BOM and encodings in translation files

moltenform / scite-files

Translations and extras for the SciTE code editor --- see the links below for more information!

123 stars 44 forks source link

BOM and encodings in translation files #39

Closed scootergrisen closed 6 years ago

scootergrisen commented 6 years ago

I notice some of the translation files like locale.da.properties had BOM at beginning of the file. I dont know if this is a problem. Maybe there can be added comment in the translation files about using BOM or not.

It seems the translation files are using lots of different encodings. ANSI, UTF-8 without BOM, UTF-8 with BOM, Windows-1251 and others. Would it be possible to have all translations use UTF-8 without BOM like i see in other projects?

moltenform commented 6 years ago

My changes have added the BOM, but as it has no effect on SciTE's display of the translation, I haven't bothered to remove it. Do you see a potential issue with the BOM present?

To me, it's more important that the translation.encoding line is correct, and that there are no files with mixed encodings. Those are the changes that I thoroughly went through every translation to fix.

Yes, I'm planning on converting everything to UTF-8. It's just a legacy of having a project that is almost 20 years old. Before Unicode was comfortably supported, Neil encouraged single-byte encodings. I'm also aware that some of the translations are messy/have out-of-order items, but I don't know if the value added would be worth the time to correct.

scootergrisen commented 6 years ago

I just think its nice to know what encoding to use and if to use BOM or not so people can know instead of guessing. I had BOM in PHP files at one time and PHP did not support it and since BOM was not visible in the text editor i used that was confusing. I would like it better if the translation file i submit is not manipulated so that the backup i have is identical.

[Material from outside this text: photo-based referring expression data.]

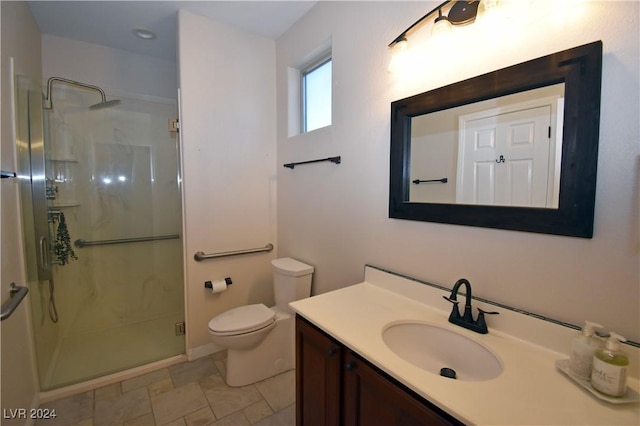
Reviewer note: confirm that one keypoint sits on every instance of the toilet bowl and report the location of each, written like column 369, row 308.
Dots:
column 260, row 341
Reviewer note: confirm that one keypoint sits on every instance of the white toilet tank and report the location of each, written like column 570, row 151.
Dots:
column 291, row 281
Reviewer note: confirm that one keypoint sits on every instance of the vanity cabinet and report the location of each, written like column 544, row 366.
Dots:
column 336, row 386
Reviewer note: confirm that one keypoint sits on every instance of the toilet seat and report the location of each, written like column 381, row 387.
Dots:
column 241, row 320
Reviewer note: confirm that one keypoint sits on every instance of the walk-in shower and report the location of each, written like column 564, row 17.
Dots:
column 102, row 216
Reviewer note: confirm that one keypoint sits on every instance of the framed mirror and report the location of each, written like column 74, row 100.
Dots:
column 513, row 149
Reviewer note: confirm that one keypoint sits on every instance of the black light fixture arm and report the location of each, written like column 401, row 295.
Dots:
column 403, row 35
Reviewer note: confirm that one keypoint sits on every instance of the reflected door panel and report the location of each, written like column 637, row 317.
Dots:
column 504, row 158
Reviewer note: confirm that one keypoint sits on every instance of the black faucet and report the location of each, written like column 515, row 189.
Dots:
column 466, row 320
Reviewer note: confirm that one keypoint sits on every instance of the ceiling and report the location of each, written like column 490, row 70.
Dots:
column 110, row 23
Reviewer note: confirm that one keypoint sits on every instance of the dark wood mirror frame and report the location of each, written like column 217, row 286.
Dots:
column 580, row 69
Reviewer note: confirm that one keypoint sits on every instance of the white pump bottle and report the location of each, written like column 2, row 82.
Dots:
column 583, row 346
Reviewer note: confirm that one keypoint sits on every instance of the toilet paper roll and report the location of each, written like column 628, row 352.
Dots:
column 218, row 286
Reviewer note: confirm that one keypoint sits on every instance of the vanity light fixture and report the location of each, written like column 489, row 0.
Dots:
column 460, row 12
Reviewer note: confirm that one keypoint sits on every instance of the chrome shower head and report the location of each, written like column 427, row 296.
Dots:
column 105, row 104
column 48, row 104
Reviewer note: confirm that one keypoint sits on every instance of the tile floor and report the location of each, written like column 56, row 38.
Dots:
column 186, row 394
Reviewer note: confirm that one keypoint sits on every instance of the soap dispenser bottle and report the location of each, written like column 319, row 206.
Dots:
column 609, row 372
column 583, row 346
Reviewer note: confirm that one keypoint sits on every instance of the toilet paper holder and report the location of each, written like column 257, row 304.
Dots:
column 209, row 284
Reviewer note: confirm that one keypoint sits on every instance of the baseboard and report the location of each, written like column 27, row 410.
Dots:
column 204, row 350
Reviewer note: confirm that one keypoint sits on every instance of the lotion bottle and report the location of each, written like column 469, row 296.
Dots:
column 583, row 346
column 609, row 373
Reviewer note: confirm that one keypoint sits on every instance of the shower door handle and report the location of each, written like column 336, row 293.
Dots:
column 44, row 253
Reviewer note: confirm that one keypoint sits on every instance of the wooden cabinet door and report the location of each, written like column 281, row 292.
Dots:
column 318, row 362
column 371, row 399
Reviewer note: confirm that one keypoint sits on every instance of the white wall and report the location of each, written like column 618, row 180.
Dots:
column 21, row 41
column 335, row 217
column 227, row 95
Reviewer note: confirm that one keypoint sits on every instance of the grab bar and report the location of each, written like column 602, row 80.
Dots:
column 419, row 181
column 80, row 243
column 16, row 294
column 335, row 160
column 200, row 256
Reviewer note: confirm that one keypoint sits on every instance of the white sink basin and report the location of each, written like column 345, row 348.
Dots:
column 432, row 348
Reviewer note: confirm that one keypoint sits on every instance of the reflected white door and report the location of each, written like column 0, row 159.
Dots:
column 503, row 158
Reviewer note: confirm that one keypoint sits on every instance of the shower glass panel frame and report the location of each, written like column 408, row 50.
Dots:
column 111, row 179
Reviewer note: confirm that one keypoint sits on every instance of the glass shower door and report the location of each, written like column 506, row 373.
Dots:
column 114, row 215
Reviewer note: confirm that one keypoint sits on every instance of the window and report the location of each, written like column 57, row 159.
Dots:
column 316, row 95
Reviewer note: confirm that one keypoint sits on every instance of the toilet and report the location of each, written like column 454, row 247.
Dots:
column 260, row 341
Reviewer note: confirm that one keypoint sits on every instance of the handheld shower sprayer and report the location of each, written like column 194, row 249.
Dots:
column 48, row 102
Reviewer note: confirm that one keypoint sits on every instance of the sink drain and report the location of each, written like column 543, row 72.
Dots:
column 448, row 372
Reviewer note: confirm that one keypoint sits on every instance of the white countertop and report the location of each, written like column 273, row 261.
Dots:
column 530, row 390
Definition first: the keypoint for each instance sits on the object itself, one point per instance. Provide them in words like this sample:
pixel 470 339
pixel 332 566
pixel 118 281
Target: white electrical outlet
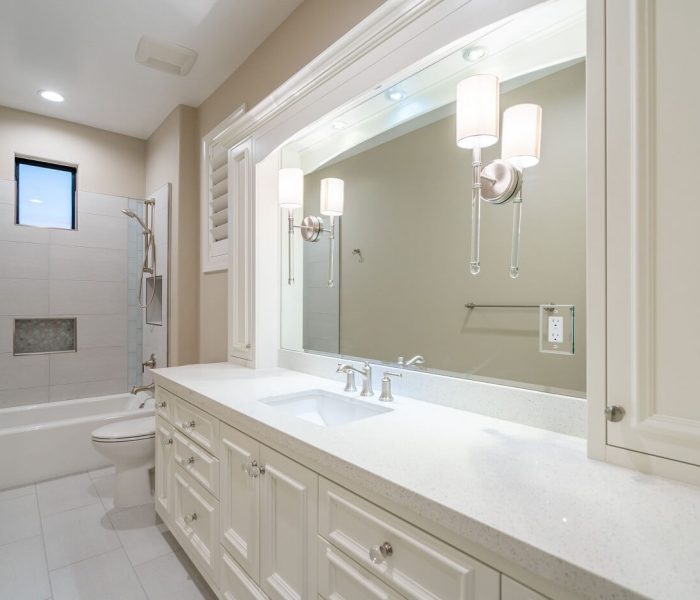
pixel 555 330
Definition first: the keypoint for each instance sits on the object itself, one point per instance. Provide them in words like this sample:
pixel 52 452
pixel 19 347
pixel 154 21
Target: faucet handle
pixel 386 395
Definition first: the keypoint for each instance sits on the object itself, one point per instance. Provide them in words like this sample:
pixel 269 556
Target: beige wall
pixel 407 207
pixel 171 157
pixel 108 163
pixel 309 30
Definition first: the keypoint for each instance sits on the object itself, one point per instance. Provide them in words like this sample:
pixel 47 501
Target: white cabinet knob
pixel 377 554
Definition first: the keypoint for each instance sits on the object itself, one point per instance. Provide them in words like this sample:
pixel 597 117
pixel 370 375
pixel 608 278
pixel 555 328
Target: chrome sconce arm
pixel 500 181
pixel 291 196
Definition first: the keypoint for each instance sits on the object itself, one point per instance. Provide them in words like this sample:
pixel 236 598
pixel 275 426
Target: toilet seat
pixel 126 431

moltenform commented 6 years ago

Addressed the suggestions in https://github.com/downpoured/scite-files/commit/670d76b105c648c47bfbdc340609d4bdf9dc9e21

converted all encodings to UTF-8 and no BOM (except China/GBK)
changed filenames in the first line of the file to match pre-installed filename
recommend UTF-8 for new translations

moltenform commented 6 years ago

I wrote a patch to SciTE's locale.properties so that it matches the locale.properties here, including recommending UTF-8, and it was just approved. So this is now fixed upstream too, in [3b8358].